# von Pfad zu Vektor - wie mach ich's?



## SunnyLilly (31. März 2005)

hallo an alle,

  Ich hoffe, das passt hier rein, weils ja auch ein Vektorgrafikproblem ist..
 ich hab in Photoshop ein Bild koplett mit Pfaden nachgezeichnet (so, dass jeder Pfad ne neue Ebene is) und hätt das ganze jetzt gern als Vektorgrafik. Kann ich es irgendwie exportieren, damit ich es in Illustrator aufbekomme? Ich hab schon versucht, das ganze als eps zu speichern, aber da gibts ja x Varianten... bisher konnte Illustrator die Dateien halt auch noch nicht öffnen, oder es kam nur ein merkwürdinges sw-Bild raus...
 Und wenn ich die psd-Datei in Illustrator öffne, hab ich (manchmal...) noch alle Ebenen da, kann man die nicht irgendwie in Vektoren umwandeln?
  Was mach ich falsch? Muss ich nen ganz anderen Weg gehen? Geht das überhaupt...?

  lg, Tina


----------



## Markus Kolletzky (31. März 2005)

Hallo,

Photoshop kann das Dateiformat *.ai speichern, wo Du alle Informationen bzgl.
der Pfade in Illustrator importieren kannst.

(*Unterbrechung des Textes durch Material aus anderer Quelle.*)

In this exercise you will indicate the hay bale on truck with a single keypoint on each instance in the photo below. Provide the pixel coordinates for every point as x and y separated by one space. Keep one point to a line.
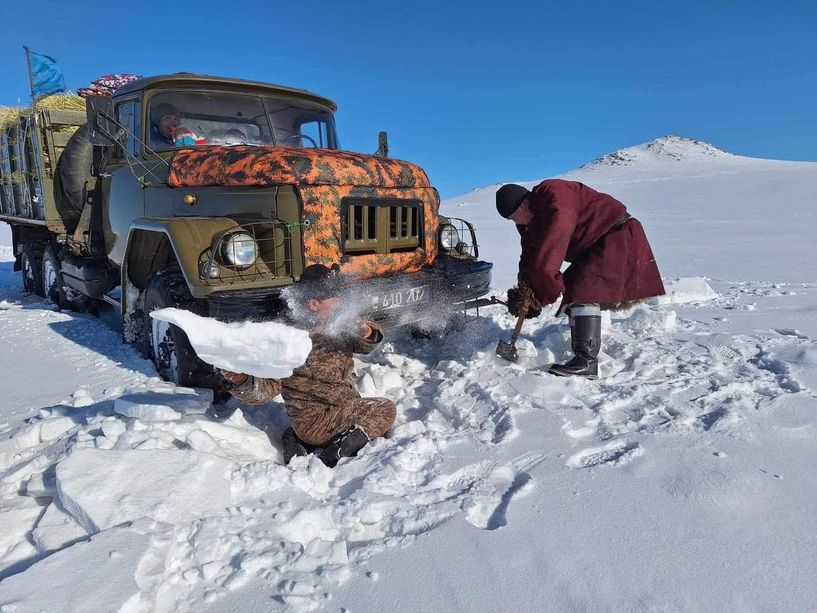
32 143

Ein weiterer Weg: Alle Pfade in PS
auswählen und per Drag and Drop in Illustrator importieren.


----------



## zechi (31. März 2005)

Konkret: Exportieren > Pfade für Illustrator


----------



## SunnyLilly (31. März 2005)

ups, da war ich wohl komplett mit Blindheit geschlagen....
 aber irgendwas mach ich immernoch falsch, ich bekomm nämlich nur ne transparente Dabei raus...? Und... (Achtung, Anfängerfrage...) wie kann ich alle Pfade auswählen? Krieg immer nur einen... und was ist drag & Drop...?

 lg, tina


----------



## schnarnd (31. März 2005)

Also über dem Pfadwerkzeug gibt es so einen schwarzen Pfeil (Pfadauswahl-Werkzeug) 
mit dem kannst du alle Pfade auswählen!


----------



## devilrga (31. März 2005)

SunnyLilly hat gesagt.:
			
		

> und was ist drag & Drop...?


Du musst mit gedrückter Maustaste ein Objekt irgendwo hinziehen (in diesem Fall nach Illustrator) und das nennt man dann Drag & Drop.

mfg


----------



## SunnyLilly (31. März 2005)

das Pfadauswahlwerkzeug kenn ich, aber damit bekomm ich maximal einen Pfad ausgewählt, auch wenn ich nen Rahmen über das ganze Bild zieh...   is ja net nur mit Pfaden so, ich kreig in Photoshop generell nur ein was zu fassen... fehlt mir da in irgendeiner Einstellung ein winziges Häckchen oder so?!


----------



## SunnyLilly (13. April 2005)

hallo nochmal...
 kann mir echt keiner mehr helfen...? Hab es immernoch net hinbekommen, mehr als einen Pfad auszuwählen, weswegen ich auch immer nur eine Pfadebene auf einmal exportiert bekomm (glaub ich)


----------



## Markus Kolletzky (13. April 2005)

Drück mal, während Du die einzelnen Pfade auswählst, die Shift-Taste..


----------



## SunnyLilly (13. April 2005)

das funktioniert auch nicht... man, hab ich nen Fehler oder das Programm...


----------



## schnarnd (13. April 2005)

Kann Illustrator nicht auch einfach .psd Files öffnen?
Ich meine schon zu mindest das neue. Schonmal versucht? Also bei mir ging es zumindest. Ich hab kein Illustrator aber Photoshop, dann hab ich ne Vektor Grafik in Photoshop gemacht und die psd mit Illustrator bei einem Freund geöffnet. In Illustrator konnte ich die dann auch als .ai oder so speichern!
Und diese konnte ich wiederum in Photoshop aufrufen und eeeeeeeeeeeeeeeeeeeeeeeeeeeeeeeeeeeennnnndlos skalieren.


----------



## Markus Kolletzky (13. April 2005)

Auch den richtigen Pfeil benutzt?


----------



## SunnyLilly (13. April 2005)

ok, das mit dem Öffnen in Illustrator hat geklappt und als ai speichern auch (danke )
    obwohl das mit nem andern Bild net ging...egal.
 Aber: in Photoshop krieg ich das nich wieder auf, da kommt ein Fenster "generisches pdf format wird gerastert" und dann sind die Farben falsch (ich glaub, net nur wegen cmyk und rgb) und ich kann es eben nicht skalieren, wie ich will...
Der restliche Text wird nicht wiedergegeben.